Oct. 2, 2023 By Anthony Medina
Assemblymember Jenifer Rajkumar received the final signature from Governor Kathy Hochul on her bill requiring hazardous and toxic waste transported by rail to be covered with hard tarping, on Monday, Oct. 2.
Rajkumar’s bill, A4928, was passed unanimously and brought an end to the over 13-year-long battle to create safer conditions for those residing near the New York and Atlantic Railway. Once the law is enacted after 90 days, any hazardous and toxic waste transported by rail will need to be covered with a hard tarping to prevent spilling and the emissions of noxious gasses.
“I am proud to bring the people of New York state this monumental achievement for our environment and health. By simply covering rail cars transporting waste, we will prevent noxious fumes and hazardous waste from endangering people. All we have to do is put a lid on it,” Rajkumar said. “It is time to put a lid on the garbage, to put a lid on the noxious fumes, to put a lid on the hazardous waste. It’s time to put a lid on the destruction of our health and to put a lid on the destruction of our environment Just put a lid on it. It is common sense.”
Senator Joseph P. Addabbo Jr. also succeeded in the passage of the bill, S2022, in the Senate chambers.
“I am pleased that the concerns of our constituents who live in close proximity to rail activity have been answered. For too long, residents had to endure the foul odor and debris that emanated from the uncovered rail cars, but those conditions will be addressed with this new law. Our constituents can now live in peace. I am proud of what this bill represents,” Addabbo said. “Residents complained, their state electeds heard them, acted on it, and resolved the issue. That is how government should work for its people. I truly appreciate the efforts of my friend and colleague Assemblymember Jenifer Rajkumar, as well as Governor Hochul’s approval of the bill.”

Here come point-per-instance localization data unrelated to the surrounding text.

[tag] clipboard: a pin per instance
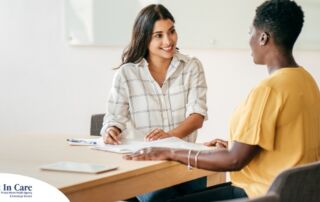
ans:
(68, 166)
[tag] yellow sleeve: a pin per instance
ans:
(258, 117)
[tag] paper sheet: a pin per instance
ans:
(130, 145)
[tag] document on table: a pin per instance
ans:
(131, 145)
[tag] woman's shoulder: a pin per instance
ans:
(189, 61)
(128, 68)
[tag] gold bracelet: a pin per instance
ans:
(189, 164)
(196, 159)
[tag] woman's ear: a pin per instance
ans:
(264, 37)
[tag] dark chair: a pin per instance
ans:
(96, 124)
(297, 184)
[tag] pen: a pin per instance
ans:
(82, 141)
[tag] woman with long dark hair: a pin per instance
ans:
(275, 128)
(157, 90)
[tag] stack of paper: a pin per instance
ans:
(129, 145)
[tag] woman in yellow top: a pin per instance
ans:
(277, 127)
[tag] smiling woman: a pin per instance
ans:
(209, 24)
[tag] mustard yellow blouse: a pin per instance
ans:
(282, 116)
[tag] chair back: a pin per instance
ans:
(297, 184)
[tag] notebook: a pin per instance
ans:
(68, 166)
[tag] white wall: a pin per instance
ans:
(49, 87)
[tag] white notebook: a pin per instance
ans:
(68, 166)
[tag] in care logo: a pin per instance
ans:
(16, 190)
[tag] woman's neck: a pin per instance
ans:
(280, 60)
(158, 64)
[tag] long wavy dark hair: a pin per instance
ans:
(142, 32)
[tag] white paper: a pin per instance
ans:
(129, 145)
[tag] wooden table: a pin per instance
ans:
(24, 154)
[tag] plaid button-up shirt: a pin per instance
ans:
(137, 98)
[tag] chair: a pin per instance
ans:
(96, 124)
(297, 184)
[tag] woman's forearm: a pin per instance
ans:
(190, 124)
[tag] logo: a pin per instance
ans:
(17, 187)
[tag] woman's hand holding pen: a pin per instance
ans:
(112, 136)
(218, 143)
(157, 134)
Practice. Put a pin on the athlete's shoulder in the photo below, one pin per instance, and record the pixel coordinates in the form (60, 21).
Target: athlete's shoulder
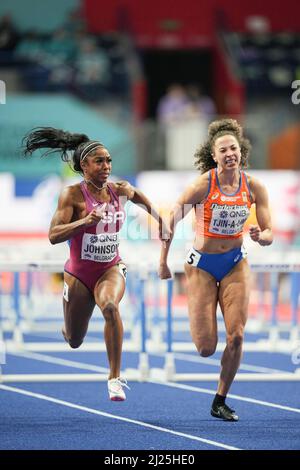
(72, 193)
(202, 183)
(123, 188)
(257, 187)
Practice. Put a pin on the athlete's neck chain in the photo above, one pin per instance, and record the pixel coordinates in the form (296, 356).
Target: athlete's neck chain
(95, 186)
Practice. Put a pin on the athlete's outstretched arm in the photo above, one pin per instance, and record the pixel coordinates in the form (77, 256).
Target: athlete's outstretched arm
(261, 233)
(193, 195)
(138, 197)
(61, 227)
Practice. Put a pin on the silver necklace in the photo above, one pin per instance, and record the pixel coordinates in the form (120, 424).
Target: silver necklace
(97, 187)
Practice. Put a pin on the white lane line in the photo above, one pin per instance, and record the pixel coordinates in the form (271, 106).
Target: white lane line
(236, 397)
(120, 418)
(216, 362)
(82, 365)
(58, 361)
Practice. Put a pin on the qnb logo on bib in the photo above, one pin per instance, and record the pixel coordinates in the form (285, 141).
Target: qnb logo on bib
(228, 220)
(101, 248)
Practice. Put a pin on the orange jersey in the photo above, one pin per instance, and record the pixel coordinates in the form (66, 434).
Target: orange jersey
(223, 215)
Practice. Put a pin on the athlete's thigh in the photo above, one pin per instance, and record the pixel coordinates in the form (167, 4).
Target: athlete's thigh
(234, 293)
(111, 286)
(78, 304)
(202, 291)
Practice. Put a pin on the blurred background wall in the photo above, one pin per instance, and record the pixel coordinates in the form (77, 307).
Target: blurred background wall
(146, 78)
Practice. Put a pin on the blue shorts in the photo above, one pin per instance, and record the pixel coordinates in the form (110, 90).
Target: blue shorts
(216, 264)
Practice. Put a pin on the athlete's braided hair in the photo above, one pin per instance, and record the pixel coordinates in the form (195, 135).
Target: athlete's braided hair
(203, 155)
(57, 140)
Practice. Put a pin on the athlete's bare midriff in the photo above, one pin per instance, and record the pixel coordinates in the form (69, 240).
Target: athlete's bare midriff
(216, 245)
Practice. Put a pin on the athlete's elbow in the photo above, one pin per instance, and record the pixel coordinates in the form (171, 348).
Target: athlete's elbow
(53, 238)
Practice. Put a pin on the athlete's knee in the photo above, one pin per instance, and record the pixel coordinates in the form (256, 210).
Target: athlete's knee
(207, 351)
(110, 311)
(235, 340)
(205, 348)
(73, 341)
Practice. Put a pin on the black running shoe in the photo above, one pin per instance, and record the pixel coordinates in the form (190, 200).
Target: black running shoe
(223, 412)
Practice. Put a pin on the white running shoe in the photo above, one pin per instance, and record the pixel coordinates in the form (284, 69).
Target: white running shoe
(115, 389)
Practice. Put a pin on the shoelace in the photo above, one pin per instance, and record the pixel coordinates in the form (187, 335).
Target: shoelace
(122, 382)
(226, 408)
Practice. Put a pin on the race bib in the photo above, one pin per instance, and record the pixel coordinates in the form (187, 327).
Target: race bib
(101, 248)
(193, 257)
(228, 220)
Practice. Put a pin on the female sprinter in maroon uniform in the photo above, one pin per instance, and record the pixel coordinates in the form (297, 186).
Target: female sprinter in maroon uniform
(89, 216)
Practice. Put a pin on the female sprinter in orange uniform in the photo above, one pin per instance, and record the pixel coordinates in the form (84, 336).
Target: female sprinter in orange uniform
(89, 216)
(216, 266)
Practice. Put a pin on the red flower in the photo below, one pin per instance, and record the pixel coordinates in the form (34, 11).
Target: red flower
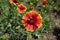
(21, 8)
(13, 2)
(45, 2)
(32, 20)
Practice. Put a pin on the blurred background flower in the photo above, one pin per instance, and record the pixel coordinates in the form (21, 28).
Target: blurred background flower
(32, 20)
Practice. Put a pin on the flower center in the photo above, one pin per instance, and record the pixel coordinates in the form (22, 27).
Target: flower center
(22, 8)
(30, 20)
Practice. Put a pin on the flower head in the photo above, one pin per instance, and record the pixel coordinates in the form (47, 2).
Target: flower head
(45, 2)
(21, 8)
(13, 2)
(32, 20)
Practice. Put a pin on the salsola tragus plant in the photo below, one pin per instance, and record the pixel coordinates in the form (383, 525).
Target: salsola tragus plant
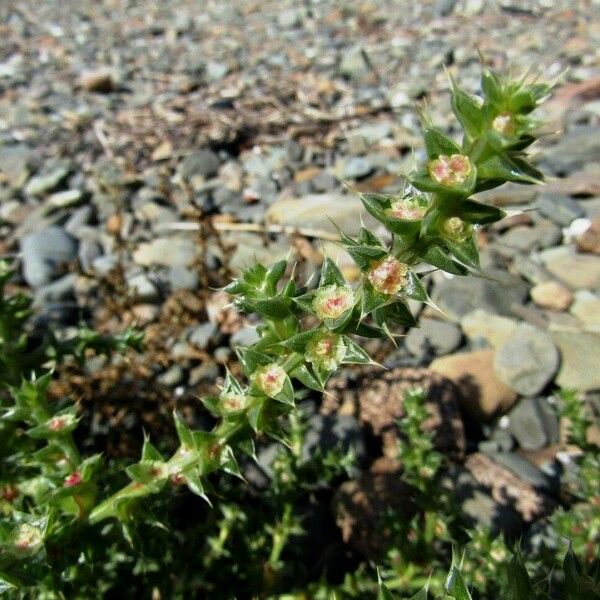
(50, 492)
(305, 334)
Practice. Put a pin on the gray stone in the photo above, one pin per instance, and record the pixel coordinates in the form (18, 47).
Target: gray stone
(533, 423)
(329, 432)
(204, 162)
(579, 271)
(459, 296)
(561, 210)
(171, 377)
(527, 361)
(203, 335)
(56, 291)
(183, 278)
(46, 182)
(143, 288)
(15, 163)
(44, 252)
(579, 352)
(89, 250)
(573, 151)
(168, 252)
(433, 338)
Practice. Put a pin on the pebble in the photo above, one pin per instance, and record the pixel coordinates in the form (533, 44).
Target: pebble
(483, 395)
(433, 337)
(527, 361)
(552, 295)
(579, 351)
(45, 252)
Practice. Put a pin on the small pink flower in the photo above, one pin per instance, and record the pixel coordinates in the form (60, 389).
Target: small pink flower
(450, 170)
(455, 228)
(406, 210)
(332, 301)
(73, 479)
(504, 124)
(326, 351)
(269, 379)
(388, 276)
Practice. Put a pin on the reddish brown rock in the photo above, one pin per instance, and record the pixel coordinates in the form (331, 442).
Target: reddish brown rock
(378, 398)
(508, 489)
(361, 506)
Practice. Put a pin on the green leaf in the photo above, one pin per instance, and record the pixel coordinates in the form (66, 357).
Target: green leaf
(437, 143)
(468, 111)
(184, 433)
(519, 584)
(439, 258)
(331, 274)
(477, 212)
(415, 289)
(355, 354)
(304, 376)
(287, 393)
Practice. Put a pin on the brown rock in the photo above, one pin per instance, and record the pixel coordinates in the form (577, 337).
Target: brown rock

Those who’ve advocated for long-term action, including the Civics United for Railroad Environmental Solutions (CURES) and residents along the rail line, have seen the bill change sponsors over its life, and Rajkumar’s recent victory as the bill’s adopter finally places their worries to rest.
“It is with our deepest gratitude that we express our appreciation to both Assemblywoman Rajkumar and Senator Addabbo on their monumental accomplishment on getting state legislation passed to containerize waste in rail cars,” said CURES Chair Mary Parisen Lavelle. “The victory we’re celebrating today belongs to them, it belongs to the residents, the civics, and Community Board 5.”

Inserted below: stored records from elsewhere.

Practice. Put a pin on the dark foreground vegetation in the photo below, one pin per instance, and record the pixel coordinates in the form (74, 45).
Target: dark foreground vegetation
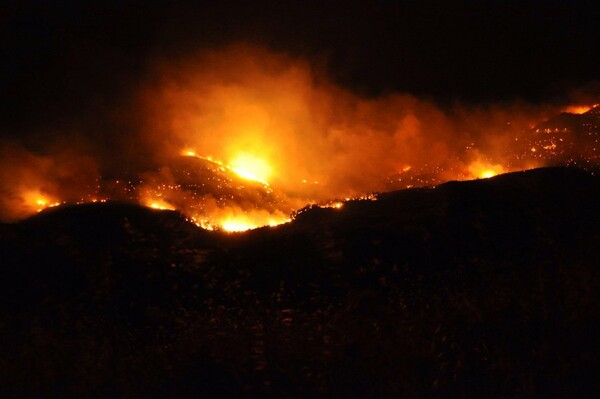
(487, 288)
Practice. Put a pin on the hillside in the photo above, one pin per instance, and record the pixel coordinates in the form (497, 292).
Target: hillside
(487, 288)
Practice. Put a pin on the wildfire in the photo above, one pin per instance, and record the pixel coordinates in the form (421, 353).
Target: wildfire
(251, 168)
(159, 204)
(484, 170)
(246, 166)
(38, 201)
(578, 109)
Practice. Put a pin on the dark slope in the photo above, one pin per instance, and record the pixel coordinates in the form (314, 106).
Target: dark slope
(483, 288)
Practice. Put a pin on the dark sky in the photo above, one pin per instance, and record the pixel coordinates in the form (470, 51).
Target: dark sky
(62, 60)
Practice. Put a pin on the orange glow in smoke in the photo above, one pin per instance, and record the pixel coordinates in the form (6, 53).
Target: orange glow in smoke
(577, 109)
(252, 168)
(37, 201)
(484, 170)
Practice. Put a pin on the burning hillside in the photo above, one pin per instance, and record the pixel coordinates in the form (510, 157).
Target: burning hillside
(242, 137)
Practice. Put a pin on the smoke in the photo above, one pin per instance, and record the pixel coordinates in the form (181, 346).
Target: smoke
(273, 116)
(30, 182)
(247, 101)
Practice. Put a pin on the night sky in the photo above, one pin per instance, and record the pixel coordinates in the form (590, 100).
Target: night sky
(64, 61)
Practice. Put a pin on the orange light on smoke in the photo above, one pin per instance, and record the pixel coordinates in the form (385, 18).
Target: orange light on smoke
(484, 170)
(577, 109)
(251, 167)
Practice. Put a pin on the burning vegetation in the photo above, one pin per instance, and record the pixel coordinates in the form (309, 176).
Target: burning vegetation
(241, 138)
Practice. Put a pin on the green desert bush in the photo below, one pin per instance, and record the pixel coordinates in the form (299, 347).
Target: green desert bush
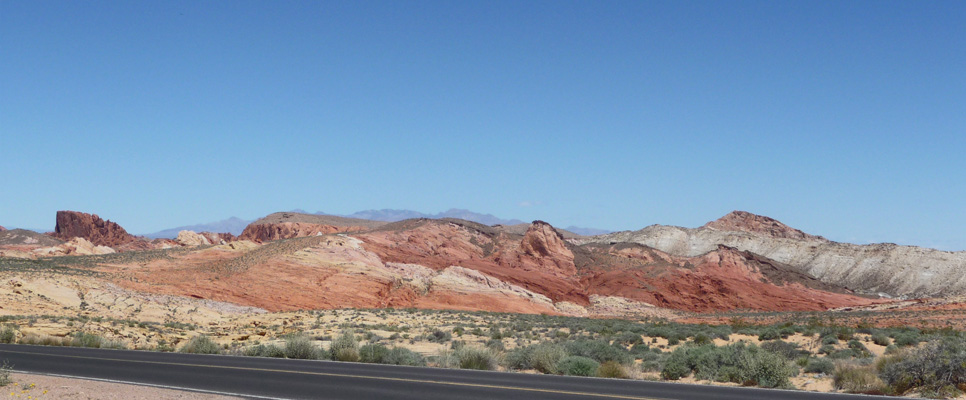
(518, 358)
(84, 339)
(545, 357)
(611, 369)
(46, 340)
(265, 350)
(652, 362)
(820, 365)
(931, 368)
(373, 353)
(739, 363)
(403, 356)
(770, 334)
(439, 336)
(201, 344)
(5, 374)
(470, 357)
(907, 339)
(577, 366)
(855, 378)
(8, 335)
(859, 350)
(345, 347)
(881, 339)
(788, 350)
(599, 351)
(301, 347)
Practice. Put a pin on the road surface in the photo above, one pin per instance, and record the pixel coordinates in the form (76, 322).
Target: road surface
(270, 378)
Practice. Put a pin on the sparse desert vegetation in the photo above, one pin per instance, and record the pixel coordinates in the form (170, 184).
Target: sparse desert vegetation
(853, 359)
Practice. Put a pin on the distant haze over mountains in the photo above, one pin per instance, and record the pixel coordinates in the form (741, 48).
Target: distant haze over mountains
(235, 225)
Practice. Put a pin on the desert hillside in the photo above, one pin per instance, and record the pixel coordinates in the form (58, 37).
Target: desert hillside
(886, 269)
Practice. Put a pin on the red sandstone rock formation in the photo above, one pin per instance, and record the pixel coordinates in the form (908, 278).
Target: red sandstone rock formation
(288, 230)
(744, 221)
(71, 224)
(219, 238)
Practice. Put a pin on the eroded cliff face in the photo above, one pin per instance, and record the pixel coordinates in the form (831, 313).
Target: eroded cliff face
(289, 230)
(71, 224)
(544, 246)
(743, 221)
(886, 269)
(541, 262)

Earlier this year in June, Rajkumar and Addabbo invited CURES and local leaders to urge the governor to sign the bill (A4928/S2022) into law. A little over three months later, Hochel gave the signature. The bill was only introduced in assembly by Rajkumar for the first time in February.
“We owe a tremendous debt of gratitude to two extremely wonderful advocates for our condition … This is a tireless effort, said CURES member William Gati. “With great support from our community and our community leaders, we managed to do this.”

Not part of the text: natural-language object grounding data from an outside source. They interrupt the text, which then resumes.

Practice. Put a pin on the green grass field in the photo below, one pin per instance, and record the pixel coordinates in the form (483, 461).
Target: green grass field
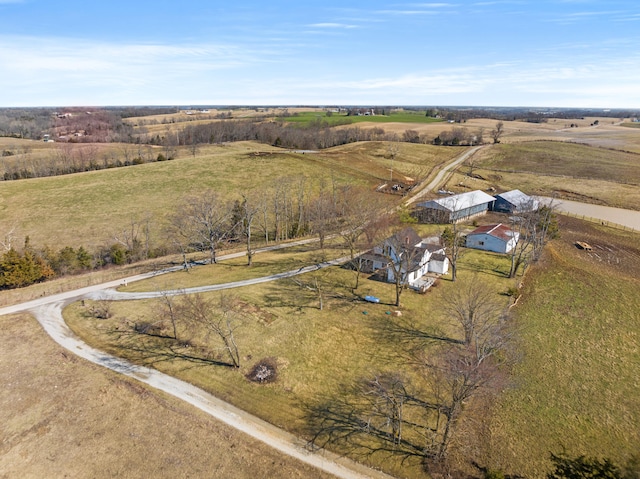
(567, 170)
(305, 118)
(573, 388)
(318, 352)
(566, 159)
(90, 208)
(577, 385)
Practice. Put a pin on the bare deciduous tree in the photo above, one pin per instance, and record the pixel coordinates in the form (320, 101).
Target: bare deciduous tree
(497, 132)
(218, 321)
(205, 220)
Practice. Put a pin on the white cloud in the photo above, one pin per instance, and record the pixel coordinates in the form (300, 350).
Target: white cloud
(331, 25)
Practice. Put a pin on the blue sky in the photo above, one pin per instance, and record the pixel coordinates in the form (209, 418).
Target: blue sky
(563, 53)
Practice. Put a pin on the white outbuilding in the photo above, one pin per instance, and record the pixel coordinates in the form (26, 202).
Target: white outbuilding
(497, 238)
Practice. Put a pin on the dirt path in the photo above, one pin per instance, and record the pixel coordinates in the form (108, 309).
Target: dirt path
(446, 170)
(48, 312)
(50, 317)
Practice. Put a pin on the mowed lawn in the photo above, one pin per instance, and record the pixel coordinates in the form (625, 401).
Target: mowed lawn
(319, 353)
(64, 417)
(576, 388)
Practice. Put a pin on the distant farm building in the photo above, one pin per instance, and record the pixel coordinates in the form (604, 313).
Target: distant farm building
(497, 238)
(515, 201)
(452, 209)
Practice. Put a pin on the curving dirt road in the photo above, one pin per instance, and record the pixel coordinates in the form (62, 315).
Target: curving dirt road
(48, 312)
(446, 170)
(50, 317)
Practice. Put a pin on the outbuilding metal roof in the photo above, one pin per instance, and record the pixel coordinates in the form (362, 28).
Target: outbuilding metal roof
(459, 202)
(517, 198)
(499, 231)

The issues surrounding uncovered waste on trail rails transcended past the city and into neighboring parts of the state. Assemblymember Jennifer Lunsford, who represents Monroe County, was a co-sponsor of Rajkumar’s bill and shared with Rajkumar how emissions from waste by rail were the number one complaint from her constituents, according to information from the assemblywoman’s office.
“Assemblywoman Rajkumar and I share the same communities and this has been an ongoing issue for many, many years…this is also going to deal with the biggest issues our constituents complain about,” said Hevesi. “This is an ongoing problem. I am so grateful for the sponsor [Assemblywoman Rajkumar] for her leadership on this. This is a great day for our community.”